Hi, Rob

Thanks for your email and for confirming my theory.

• Robert Mueller via mailop [2023-10-09 08:23]:

I see that current setup might be useful in case some user changes MX
before the domain is activated at Fastmail, in which case giving 4xx
could make sense. But it is not right to report such re-tries to sender
score as attempts to deliver to non-existing users.

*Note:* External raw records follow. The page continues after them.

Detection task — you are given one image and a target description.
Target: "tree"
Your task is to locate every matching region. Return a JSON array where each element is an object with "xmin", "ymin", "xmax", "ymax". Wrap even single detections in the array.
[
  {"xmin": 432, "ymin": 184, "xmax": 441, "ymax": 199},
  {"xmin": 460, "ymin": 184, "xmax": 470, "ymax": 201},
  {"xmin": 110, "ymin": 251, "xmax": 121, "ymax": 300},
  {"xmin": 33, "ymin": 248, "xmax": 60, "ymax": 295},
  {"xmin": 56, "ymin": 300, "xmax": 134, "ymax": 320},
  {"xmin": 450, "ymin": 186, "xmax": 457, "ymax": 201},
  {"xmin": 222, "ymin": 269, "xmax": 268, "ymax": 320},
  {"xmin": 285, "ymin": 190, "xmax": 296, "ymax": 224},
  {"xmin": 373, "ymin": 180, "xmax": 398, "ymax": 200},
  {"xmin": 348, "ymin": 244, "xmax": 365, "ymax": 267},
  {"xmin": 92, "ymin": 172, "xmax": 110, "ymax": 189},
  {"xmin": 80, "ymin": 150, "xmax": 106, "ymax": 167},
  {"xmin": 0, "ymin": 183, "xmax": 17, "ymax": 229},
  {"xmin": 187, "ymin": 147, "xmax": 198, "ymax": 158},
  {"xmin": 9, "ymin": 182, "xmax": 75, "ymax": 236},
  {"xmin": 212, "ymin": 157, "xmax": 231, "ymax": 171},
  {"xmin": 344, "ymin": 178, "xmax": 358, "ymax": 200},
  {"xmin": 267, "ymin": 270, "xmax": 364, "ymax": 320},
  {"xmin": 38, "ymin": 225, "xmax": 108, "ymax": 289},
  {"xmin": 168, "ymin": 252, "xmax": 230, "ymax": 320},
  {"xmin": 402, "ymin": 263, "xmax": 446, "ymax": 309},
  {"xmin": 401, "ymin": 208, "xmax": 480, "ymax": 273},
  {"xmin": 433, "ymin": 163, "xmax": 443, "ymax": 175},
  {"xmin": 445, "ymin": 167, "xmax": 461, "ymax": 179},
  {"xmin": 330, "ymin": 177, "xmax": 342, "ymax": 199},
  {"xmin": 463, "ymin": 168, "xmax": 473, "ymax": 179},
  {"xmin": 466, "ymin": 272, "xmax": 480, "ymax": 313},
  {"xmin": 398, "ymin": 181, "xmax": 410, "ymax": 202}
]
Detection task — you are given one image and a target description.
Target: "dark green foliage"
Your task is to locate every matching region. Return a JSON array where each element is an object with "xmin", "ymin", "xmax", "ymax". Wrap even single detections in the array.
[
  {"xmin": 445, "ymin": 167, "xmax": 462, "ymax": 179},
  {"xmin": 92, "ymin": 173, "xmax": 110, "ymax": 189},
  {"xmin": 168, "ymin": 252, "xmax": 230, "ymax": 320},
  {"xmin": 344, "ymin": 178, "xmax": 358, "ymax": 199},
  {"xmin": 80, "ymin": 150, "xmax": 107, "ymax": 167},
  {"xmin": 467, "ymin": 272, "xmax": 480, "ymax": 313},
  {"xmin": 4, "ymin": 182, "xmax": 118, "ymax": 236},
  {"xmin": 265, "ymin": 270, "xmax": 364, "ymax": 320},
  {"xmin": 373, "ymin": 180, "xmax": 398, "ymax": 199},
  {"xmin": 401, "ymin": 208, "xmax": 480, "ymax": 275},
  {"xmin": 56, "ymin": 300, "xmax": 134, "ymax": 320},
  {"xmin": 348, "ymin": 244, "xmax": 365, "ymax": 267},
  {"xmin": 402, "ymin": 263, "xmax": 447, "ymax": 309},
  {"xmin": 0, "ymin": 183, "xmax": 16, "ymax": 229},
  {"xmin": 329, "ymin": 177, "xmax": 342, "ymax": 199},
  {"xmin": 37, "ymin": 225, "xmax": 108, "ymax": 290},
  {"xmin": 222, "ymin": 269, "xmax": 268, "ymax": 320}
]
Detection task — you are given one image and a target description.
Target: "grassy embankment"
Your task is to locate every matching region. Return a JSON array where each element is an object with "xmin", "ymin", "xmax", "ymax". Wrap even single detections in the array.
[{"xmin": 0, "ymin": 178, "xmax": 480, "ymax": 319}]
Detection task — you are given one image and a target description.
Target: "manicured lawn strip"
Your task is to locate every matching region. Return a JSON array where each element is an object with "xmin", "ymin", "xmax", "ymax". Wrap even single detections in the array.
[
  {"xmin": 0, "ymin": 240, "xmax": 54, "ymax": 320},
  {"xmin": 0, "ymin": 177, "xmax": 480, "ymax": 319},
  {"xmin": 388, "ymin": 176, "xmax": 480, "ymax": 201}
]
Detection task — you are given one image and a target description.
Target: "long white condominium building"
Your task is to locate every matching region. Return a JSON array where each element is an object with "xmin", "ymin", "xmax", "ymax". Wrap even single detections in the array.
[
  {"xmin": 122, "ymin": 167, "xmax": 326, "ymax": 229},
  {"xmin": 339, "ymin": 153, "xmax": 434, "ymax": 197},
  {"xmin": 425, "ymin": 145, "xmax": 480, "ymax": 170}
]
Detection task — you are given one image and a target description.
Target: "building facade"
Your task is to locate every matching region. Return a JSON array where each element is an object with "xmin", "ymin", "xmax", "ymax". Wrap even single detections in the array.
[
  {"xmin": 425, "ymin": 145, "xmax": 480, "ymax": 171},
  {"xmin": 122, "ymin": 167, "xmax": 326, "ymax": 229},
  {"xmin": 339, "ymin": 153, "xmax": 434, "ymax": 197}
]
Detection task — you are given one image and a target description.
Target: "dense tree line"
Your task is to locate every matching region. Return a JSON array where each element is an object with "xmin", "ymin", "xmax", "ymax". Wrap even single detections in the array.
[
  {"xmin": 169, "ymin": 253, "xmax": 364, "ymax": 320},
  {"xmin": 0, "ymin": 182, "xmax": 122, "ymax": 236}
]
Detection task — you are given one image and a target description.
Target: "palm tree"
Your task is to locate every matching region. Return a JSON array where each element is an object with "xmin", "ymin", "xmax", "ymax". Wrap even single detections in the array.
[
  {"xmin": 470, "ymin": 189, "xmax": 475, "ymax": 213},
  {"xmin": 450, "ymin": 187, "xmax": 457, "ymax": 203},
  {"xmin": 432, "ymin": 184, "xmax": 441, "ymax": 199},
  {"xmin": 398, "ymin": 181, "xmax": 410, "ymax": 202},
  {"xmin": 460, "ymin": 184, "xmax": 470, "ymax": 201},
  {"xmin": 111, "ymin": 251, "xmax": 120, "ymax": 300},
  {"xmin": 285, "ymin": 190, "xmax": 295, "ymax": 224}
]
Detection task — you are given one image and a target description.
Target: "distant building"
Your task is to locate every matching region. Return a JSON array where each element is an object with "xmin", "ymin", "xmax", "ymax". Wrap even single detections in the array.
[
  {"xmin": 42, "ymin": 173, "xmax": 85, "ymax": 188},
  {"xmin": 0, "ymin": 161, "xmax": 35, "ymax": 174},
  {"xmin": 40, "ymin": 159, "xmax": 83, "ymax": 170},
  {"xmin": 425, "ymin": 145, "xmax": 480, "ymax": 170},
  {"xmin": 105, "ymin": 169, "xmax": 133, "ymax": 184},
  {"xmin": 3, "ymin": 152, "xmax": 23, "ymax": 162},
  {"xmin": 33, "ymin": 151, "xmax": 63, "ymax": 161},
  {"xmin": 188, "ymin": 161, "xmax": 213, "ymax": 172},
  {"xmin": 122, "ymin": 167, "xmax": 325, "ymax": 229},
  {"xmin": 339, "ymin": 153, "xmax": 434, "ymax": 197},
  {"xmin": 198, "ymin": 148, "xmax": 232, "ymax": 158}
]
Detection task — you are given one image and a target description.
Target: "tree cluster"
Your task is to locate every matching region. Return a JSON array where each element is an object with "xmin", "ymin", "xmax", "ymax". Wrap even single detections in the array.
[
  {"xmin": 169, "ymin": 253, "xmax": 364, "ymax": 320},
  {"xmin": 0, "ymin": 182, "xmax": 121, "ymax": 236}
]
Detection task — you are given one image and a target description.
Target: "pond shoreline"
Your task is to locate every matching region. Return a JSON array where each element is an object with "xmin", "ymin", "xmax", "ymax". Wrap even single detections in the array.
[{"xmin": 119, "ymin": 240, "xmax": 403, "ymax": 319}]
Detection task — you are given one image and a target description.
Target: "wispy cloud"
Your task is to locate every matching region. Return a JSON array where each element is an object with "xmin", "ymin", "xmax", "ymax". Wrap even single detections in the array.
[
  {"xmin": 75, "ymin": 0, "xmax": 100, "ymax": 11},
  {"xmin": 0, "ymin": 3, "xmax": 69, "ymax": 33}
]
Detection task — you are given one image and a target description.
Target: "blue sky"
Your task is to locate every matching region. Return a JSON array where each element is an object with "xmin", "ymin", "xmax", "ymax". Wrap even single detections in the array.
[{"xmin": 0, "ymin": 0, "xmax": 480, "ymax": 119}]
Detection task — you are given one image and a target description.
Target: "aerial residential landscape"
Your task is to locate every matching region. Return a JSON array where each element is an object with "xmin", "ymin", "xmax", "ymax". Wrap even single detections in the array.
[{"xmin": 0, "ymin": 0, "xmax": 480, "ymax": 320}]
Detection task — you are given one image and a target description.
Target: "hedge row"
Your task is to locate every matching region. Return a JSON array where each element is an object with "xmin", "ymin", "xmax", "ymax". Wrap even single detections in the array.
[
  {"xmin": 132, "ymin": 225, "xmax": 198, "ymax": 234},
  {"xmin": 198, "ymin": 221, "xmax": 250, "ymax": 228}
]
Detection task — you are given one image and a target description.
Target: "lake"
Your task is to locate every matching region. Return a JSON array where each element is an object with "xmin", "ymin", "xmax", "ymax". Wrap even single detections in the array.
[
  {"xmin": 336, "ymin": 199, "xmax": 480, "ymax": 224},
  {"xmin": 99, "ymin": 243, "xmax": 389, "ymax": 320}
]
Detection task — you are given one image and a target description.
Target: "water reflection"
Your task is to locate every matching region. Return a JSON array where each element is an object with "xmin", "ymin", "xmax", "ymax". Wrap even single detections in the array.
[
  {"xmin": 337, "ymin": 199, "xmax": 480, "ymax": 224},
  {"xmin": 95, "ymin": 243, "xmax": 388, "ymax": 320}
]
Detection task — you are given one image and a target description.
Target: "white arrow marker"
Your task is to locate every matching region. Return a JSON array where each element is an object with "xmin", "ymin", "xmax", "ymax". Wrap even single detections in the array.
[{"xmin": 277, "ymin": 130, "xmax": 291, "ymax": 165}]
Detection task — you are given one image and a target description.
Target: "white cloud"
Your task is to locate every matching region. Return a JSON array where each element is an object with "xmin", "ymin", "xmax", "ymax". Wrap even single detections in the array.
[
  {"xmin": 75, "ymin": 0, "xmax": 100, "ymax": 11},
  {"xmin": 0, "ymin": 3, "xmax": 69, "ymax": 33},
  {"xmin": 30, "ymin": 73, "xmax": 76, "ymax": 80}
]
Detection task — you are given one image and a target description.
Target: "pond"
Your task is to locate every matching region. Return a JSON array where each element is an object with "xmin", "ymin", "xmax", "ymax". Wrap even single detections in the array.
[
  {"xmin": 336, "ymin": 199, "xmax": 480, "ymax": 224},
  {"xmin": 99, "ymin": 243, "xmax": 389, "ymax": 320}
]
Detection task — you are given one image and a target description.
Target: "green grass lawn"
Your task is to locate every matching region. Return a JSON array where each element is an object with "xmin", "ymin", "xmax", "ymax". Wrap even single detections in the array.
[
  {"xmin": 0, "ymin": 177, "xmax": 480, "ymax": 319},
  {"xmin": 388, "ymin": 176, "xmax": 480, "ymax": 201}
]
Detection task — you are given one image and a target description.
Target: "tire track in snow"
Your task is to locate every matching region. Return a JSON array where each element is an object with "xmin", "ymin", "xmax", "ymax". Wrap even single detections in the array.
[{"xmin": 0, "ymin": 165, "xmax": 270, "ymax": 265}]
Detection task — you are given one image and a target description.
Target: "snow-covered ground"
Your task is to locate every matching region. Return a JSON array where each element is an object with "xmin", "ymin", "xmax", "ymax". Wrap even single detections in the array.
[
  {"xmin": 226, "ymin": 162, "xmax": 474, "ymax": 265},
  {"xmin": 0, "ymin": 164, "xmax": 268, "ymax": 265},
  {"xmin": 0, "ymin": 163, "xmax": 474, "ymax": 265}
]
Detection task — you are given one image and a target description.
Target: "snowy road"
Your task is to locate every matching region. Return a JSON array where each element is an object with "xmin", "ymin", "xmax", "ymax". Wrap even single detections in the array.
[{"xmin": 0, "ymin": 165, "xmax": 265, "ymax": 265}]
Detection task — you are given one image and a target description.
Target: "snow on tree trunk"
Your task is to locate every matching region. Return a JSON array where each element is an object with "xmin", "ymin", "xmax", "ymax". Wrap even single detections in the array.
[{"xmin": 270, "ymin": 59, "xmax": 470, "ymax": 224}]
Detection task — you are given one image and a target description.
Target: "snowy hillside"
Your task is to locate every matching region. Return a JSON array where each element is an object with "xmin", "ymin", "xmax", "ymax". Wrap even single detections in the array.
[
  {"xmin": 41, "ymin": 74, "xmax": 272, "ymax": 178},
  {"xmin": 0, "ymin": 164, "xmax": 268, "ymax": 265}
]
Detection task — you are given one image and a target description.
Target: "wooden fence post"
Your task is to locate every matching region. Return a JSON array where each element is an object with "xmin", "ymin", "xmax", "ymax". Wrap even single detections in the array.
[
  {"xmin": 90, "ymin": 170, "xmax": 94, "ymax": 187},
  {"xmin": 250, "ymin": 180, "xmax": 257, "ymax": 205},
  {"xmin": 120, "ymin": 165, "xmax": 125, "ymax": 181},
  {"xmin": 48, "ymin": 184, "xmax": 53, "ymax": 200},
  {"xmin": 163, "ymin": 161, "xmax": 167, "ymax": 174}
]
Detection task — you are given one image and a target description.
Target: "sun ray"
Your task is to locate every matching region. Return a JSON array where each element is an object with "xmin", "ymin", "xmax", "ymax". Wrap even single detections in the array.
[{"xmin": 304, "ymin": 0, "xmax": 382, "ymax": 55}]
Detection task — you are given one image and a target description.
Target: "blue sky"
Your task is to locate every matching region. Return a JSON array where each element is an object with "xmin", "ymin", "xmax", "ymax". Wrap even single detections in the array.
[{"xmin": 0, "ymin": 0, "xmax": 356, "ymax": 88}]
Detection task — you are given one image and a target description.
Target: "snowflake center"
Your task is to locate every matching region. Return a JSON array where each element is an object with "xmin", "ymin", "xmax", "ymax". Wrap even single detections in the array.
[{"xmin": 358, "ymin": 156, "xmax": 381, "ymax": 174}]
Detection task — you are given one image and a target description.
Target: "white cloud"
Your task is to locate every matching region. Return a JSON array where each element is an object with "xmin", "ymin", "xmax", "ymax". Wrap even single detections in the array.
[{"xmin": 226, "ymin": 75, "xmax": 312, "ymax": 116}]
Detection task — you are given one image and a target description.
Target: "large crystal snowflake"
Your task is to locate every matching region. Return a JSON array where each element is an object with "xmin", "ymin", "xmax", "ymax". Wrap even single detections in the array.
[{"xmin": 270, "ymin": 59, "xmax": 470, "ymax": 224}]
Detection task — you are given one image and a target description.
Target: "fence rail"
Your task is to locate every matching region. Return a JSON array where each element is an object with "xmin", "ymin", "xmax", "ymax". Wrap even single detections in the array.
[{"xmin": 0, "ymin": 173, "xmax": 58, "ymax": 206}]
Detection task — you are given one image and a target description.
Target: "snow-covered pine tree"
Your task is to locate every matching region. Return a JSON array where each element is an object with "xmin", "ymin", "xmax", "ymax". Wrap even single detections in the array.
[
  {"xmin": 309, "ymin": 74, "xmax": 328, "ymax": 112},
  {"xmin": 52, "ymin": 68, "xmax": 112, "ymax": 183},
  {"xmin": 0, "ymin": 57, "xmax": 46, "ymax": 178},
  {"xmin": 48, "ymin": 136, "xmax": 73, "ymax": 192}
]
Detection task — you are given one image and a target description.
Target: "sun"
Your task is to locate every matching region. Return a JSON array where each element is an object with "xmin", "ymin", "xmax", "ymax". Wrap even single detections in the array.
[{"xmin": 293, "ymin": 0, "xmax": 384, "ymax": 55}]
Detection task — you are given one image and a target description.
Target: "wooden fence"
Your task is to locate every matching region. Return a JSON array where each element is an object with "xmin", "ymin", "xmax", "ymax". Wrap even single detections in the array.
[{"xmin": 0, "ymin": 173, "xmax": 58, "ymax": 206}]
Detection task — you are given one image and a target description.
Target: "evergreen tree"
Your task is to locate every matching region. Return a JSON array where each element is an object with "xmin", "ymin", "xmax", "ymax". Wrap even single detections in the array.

Yes, this is why we 4xx rather than 5xx email sent to an unconfigured domain. 
Many inexperienced email users aren't sure exactly what order to change or set 
things up in and we've seen users lose email before because they changed the MX 
records before adding their domain at Fastmail. The 4xx response reduces the 
chance of lost email.

Exactly what I was thinking, yes.

In general it doesn't really matter that it's 4xx not 5xx. There's no sensible 
reason to point MX records for a domain to us if you're not planning on 
actually using us for your email. If that does happen, the email will 
eventually bounce when the other side gives up trying to resend, which in most 
cases is at most 24 hours.

Now clearly there's an interesting and unexpected edge case that's happened here. The 
logging of repeated delivery to a "non-existent" address has been rolled up 
into a sender score feed that's affected your servers IP reputation, which is really 
annoying.

It is. And if mailing volume would be huge, those retries wouldn't matter for the score, but I don't, so, yeah.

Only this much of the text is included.